Le terme Dieu est utilisé par différents groupes religieux pour signifier des réalités bien différentes. Avec la monté de l'ignorance (indifférence) religieuse et du syncrétisme religieux, une personne non instruite de sa Foi peut parfois se sentir perdu ou confuse. Bien que certains courants tendent à nier les différences entre les concepts même de Dieu au sein des différentes religions, il suffit de quelques minutes de métaphysique comparée pour se rendre compte qu'il sont réellement différents et souvent irréconciliables entre elles.

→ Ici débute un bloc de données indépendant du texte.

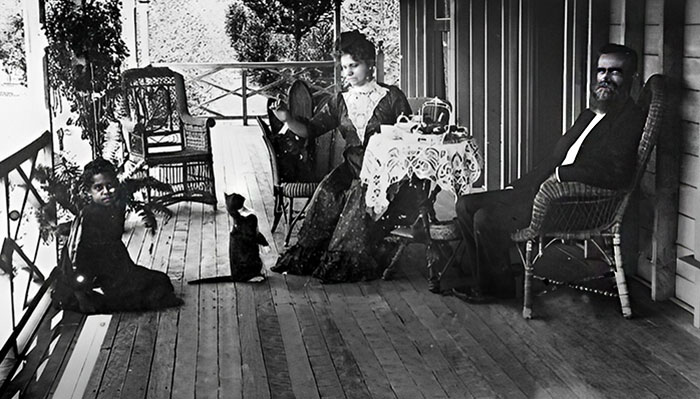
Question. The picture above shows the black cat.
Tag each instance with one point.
(243, 245)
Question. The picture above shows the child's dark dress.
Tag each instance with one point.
(104, 261)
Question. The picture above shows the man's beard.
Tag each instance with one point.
(606, 95)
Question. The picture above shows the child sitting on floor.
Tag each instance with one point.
(102, 277)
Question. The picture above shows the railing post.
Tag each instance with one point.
(244, 95)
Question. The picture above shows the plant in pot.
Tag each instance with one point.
(67, 197)
(85, 52)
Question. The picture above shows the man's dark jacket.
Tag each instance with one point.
(607, 158)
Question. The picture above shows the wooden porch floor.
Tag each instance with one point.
(291, 337)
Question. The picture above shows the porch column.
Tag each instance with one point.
(129, 32)
(143, 55)
(35, 44)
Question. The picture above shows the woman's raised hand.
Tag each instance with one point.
(280, 109)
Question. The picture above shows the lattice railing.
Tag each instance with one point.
(27, 260)
(210, 86)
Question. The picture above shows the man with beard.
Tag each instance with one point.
(600, 149)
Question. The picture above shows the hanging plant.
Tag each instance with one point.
(85, 53)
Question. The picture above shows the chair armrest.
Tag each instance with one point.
(196, 132)
(570, 208)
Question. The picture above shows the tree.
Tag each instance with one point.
(277, 30)
(292, 17)
(12, 54)
(86, 52)
(265, 29)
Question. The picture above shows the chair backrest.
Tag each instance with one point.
(272, 156)
(653, 101)
(154, 99)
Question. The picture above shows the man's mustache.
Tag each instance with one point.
(607, 85)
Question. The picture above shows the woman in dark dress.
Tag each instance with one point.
(102, 262)
(339, 241)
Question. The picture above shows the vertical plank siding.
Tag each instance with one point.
(485, 72)
(670, 46)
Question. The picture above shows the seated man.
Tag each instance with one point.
(600, 149)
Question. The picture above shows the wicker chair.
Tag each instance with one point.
(435, 234)
(175, 145)
(575, 211)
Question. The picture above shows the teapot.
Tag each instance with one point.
(434, 117)
(407, 124)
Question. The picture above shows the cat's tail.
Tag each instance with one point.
(218, 279)
(228, 279)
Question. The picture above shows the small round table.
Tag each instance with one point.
(392, 156)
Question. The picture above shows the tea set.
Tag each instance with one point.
(430, 124)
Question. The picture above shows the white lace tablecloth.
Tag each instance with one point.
(454, 167)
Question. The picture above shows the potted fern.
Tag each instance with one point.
(67, 198)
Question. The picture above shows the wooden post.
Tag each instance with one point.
(634, 37)
(336, 37)
(143, 55)
(380, 62)
(244, 95)
(663, 281)
(128, 19)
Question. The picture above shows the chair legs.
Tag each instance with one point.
(278, 212)
(620, 278)
(527, 281)
(391, 269)
(293, 219)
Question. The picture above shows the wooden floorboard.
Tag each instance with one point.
(292, 337)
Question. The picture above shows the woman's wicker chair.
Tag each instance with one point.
(284, 191)
(175, 145)
(435, 234)
(575, 211)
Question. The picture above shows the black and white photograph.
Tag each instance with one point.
(346, 199)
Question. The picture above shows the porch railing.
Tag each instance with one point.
(228, 81)
(27, 260)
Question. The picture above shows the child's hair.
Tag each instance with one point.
(96, 167)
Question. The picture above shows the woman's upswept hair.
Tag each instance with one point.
(96, 167)
(358, 47)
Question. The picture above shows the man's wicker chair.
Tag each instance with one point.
(175, 145)
(575, 211)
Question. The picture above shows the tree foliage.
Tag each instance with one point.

Je vais, dans cet article, tenter de clarifier ce que les chrétiens entendent lorsqu'ils utilise le terme Dieu.

La nature de Dieu
Dieu est un pur esprit, éternel, infiniment parfait, créateur du ciel et de la terre et souverain maître de toute chose. Il est pur esprit, parce qu'il est un Être invisible, réel et ayant une intelligence vivante sans corps ni figure, qu'on ne peut voir ni toucher. Sa nature est l'existence éternelle sans commencement ni fin. Il réunit en lui même toute perfections de façon infinies. Il  a créé de rien tout ce qui existe et en demeure le maître absolu. Voilà ce que nous entendons par Dieu en tant que chrétien. Tout système religieux qui vous propose une définition moindre que cela vous ment ou parle d'un autre type d'entité qui n'est pas divine.

Les perfections de Dieu
Une perfection est une qualité qui rend meilleur celui qui la possède. Dieu possède toutes les perfections dans un degré infini. Pour être plus exactes, les perfections en Dieu ne sont pas distinctes les unes des autres ou multiples, mais forme un tout. Cependant, à cause de notre intellect plus limité, nous devons les distinguer pour mieux les comprendre. Les perfections peuvent se diviser en trois groupes qui sont les perfections de la nature divine, les attributs impératifs et les attributs moraux.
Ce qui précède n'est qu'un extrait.